Innovative Nutrition Education Boosts Diet Quality and Healthy Eating in African-American Adolescents
With obesity continuing as a significant public health program in the U.S., one group, in particular, is being affected more than any other segment of the population: African American youths. According to the U.S. Department of Health & Human Services, nearly two-thirds of this group is overweight, compared with 43 percent of white adolescents. Yet this population has received little attention from researchers. Now, a new study by researchers at University of Maryland School of Medicine (UM SOM) points to one promising solution: boosting food flavor with an array of healthy herbs and spices.
The study, led by Principal Investigator Chris D’Adamo, PhD, Assistant Professor of Family and Community Medicine and Director of Research at the Center for Integrative Medicine, was published in the July 9th issue of the American Journal of Health Promotion.
“There’s no doubt that this approach could help to raise the standards of health education in urban public schools. It sets a new example for what is possible,” says Dr. D’Adamo.
The intervention, known as Spice MyPlate, sought to introduce healthy eating to adolescents by integrating creative and highly experiential nutrition lessons focusing on spices and herbs into the classroom. Dr. D’Adamo conducted a trial to compare standard nutrition education in USDA MyPlate guidelines to standard nutrition education plus the Spice MyPlate curriculum.

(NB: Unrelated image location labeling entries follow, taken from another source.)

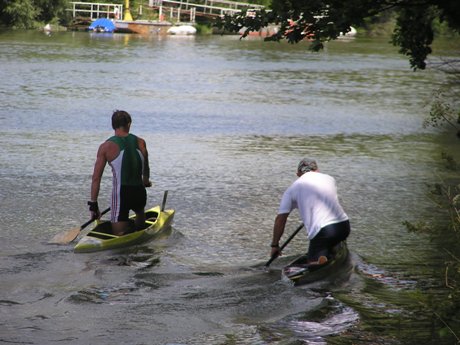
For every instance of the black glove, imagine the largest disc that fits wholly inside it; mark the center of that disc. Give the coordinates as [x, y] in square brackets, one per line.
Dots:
[94, 209]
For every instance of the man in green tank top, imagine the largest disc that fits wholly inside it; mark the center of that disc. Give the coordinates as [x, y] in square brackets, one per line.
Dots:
[128, 157]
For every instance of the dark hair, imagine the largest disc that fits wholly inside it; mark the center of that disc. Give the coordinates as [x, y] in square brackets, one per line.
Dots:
[120, 118]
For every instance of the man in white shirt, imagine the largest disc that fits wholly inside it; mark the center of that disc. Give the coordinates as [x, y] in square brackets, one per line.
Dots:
[314, 194]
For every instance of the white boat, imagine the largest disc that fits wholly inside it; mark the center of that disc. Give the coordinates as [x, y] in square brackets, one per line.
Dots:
[349, 34]
[182, 30]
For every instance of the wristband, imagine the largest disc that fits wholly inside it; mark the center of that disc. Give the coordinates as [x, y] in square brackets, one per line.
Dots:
[93, 206]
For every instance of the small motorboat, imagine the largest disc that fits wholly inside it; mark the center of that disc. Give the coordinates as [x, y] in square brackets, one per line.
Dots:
[102, 25]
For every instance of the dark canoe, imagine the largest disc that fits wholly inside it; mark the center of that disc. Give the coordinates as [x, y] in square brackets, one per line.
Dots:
[299, 272]
[101, 237]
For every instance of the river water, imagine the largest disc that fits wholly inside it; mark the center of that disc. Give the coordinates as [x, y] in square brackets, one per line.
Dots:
[226, 122]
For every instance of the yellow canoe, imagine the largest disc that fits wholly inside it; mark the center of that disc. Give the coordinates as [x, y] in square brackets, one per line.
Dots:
[101, 237]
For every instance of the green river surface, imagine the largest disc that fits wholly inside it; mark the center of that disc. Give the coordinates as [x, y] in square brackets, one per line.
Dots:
[225, 121]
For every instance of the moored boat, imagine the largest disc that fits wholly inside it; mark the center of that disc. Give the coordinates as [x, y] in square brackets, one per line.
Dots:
[299, 272]
[100, 237]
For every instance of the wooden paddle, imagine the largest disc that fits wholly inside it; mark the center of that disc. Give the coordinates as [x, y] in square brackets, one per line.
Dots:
[68, 236]
[274, 256]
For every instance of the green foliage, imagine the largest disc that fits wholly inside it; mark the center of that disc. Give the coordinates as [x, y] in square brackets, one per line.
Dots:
[19, 14]
[446, 310]
[442, 113]
[324, 20]
[414, 34]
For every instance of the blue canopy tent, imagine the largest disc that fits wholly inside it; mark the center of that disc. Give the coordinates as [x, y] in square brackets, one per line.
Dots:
[102, 25]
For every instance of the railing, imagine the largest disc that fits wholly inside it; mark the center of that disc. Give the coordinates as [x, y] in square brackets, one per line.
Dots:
[209, 7]
[96, 10]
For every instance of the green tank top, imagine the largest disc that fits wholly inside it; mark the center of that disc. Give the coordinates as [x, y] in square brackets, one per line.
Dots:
[127, 167]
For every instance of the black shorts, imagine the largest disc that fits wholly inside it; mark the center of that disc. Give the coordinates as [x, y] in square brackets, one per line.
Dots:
[326, 239]
[131, 198]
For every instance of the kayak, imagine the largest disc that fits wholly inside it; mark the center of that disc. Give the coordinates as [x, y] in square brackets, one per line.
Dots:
[101, 237]
[299, 272]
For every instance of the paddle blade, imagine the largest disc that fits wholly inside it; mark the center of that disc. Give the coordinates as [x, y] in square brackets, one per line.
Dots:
[65, 237]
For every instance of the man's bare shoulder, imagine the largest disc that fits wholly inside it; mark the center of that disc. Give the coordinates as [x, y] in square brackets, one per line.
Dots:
[109, 150]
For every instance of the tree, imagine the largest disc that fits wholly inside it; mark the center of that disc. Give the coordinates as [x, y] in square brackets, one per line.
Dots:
[324, 20]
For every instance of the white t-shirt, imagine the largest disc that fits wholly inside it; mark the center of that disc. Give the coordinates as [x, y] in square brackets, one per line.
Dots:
[315, 195]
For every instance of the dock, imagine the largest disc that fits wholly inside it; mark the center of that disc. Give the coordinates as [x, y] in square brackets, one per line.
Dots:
[169, 12]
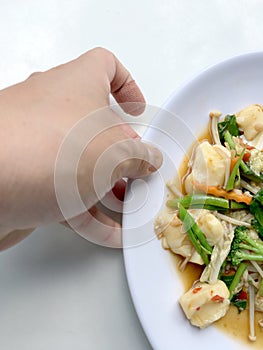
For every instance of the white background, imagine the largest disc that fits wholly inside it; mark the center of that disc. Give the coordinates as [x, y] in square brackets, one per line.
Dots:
[58, 291]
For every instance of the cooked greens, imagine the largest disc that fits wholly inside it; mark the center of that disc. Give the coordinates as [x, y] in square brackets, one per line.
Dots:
[218, 222]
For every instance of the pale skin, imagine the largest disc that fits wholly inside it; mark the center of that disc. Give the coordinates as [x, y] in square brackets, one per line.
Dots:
[37, 114]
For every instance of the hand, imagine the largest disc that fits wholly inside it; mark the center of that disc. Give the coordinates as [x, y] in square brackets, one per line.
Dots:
[57, 131]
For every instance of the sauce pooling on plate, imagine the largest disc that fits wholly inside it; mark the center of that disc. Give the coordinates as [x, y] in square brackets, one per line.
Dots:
[214, 225]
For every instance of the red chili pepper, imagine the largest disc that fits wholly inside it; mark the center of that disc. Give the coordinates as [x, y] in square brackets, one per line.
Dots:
[217, 298]
[196, 290]
[246, 156]
[248, 147]
[242, 295]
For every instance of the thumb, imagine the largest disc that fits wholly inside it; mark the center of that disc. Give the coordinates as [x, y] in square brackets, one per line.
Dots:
[136, 159]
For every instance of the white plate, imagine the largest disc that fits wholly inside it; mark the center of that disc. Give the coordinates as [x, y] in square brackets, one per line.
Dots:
[154, 284]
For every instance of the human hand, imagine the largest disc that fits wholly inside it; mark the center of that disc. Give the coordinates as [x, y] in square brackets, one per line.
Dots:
[57, 131]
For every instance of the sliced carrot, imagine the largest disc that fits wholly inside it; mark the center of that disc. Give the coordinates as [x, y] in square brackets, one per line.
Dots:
[246, 156]
[220, 192]
[233, 163]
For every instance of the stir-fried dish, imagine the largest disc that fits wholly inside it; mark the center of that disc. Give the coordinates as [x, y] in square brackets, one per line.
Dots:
[217, 220]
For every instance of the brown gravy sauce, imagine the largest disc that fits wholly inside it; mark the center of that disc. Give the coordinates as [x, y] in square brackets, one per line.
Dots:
[233, 323]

Participants were chosen from two public high schools in Baltimore. Both schools are predominantly African-American and most students live in neighborhoods that are in “food deserts” — areas where access to healthy food is very limited. All the students in the study received a few items to make their learning experience possible. Along with a gift card to one of two local grocery stores, students in both study groups were given twelve spices and herbs (cinnamon, black pepper, red pepper, basil, garlic, oregano, thyme, nutmeg, ginger, turmeric, rosemary, and cumin) and basic kitchen tools like hot plates, slow cookers, and measuring cups. The focus of Spice MyPlate was to use the spices to increase the students’ desire and ability to prepare and eat healthy food.
One group received a standard one-hour nutrition education class focusing on the USDA MyPlate guidelines, while the other received this standard nutrition education class plus the Spice MyPlate curriculum, which consisted of six weekly one-hour class lectures, a tour of the local grocery store, and two hours of cooking sessions with a professional chef.
The idea was to use spices and herbs to make healthy nutrition more fun and simple for students — they created recipe ideas and flavor combinations, and participated in how-to cooking sessions, group activities, and educational games. Both groups recorded their dietary intake in food logs. From the beginning to end of the study, the Spice MyPlate group increased whole grain consumption by nearly 23 grams per week, and protein by nearly 8 grams. The standard nutrition education group did not see any significant increases.
The study also found changes in students’ attitudes towards healthy eating. Those in the Spice MyPlate group said they were more likely to eat lean protein and vegetables, and to eat vegetables and whole grains if flavored with spices and herbs.
“Spice MyPlate is an innovation in nutrition education, where group work and creativity merge,” D’Adamo said. “It is a step forward in the national health movement, indicating how small, time-efficient, school-based lessons focusing on spices and herbs can lead to healthier eating.”
The approach is part of a new educational approach that combines collaboration with the community and traditional classroom teaching. The goal is to make health topics more relevant for urban African-American adolescents.
“Today, diet-related disease is the biggest killer in the United States and affects countries worldwide,” said Dean E. Albert Reece, MD, PhD, MBA, who is also the vice president for Medical Affairs, University of Maryland, and the John Z. and Akiko K. Bowers Distinguished Professor and Dean of the School of Medicine. “It is critical that we tackle obesity now. With this innovative research, Dr. D’Adamo has successfully demonstrated how this can be achieved.”
The study was funded by McCormick Science Institute, which supports research on the health benefits of culinary herbs and spices.
About the University of Maryland School of Medicine
The University of Maryland School of Medicine was chartered in 1807 and is the first public medical school in the United States and continues today as an innovative leader in accelerating innovation and discovery in medicine. The School of Medicine is the founding school of the University of Maryland and is an integral part of the 11-campus University System of Maryland. Located on the University of Maryland’s Baltimore campus, the School of Medicine works closely with the University of Maryland Medical Center and Medical System to provide a research-intensive, academic and clinically based education. With 43 academic departments, centers and institutes and a faculty of more than 3,000 physicians and research scientists plus more than $400 million in extramural funding, the School is regarded as one of the leading biomedical research institutions in the U.S. with top-tier faculty and programs in cancer, brain science, surgery and transplantation, trauma and emergency medicine, vaccine development and human genomics, among other centers of excellence. The School is not only concerned with the health of the citizens of Maryland and the nation, but also has a global presence, with research and treatment facilities in more than 35 countries around the world.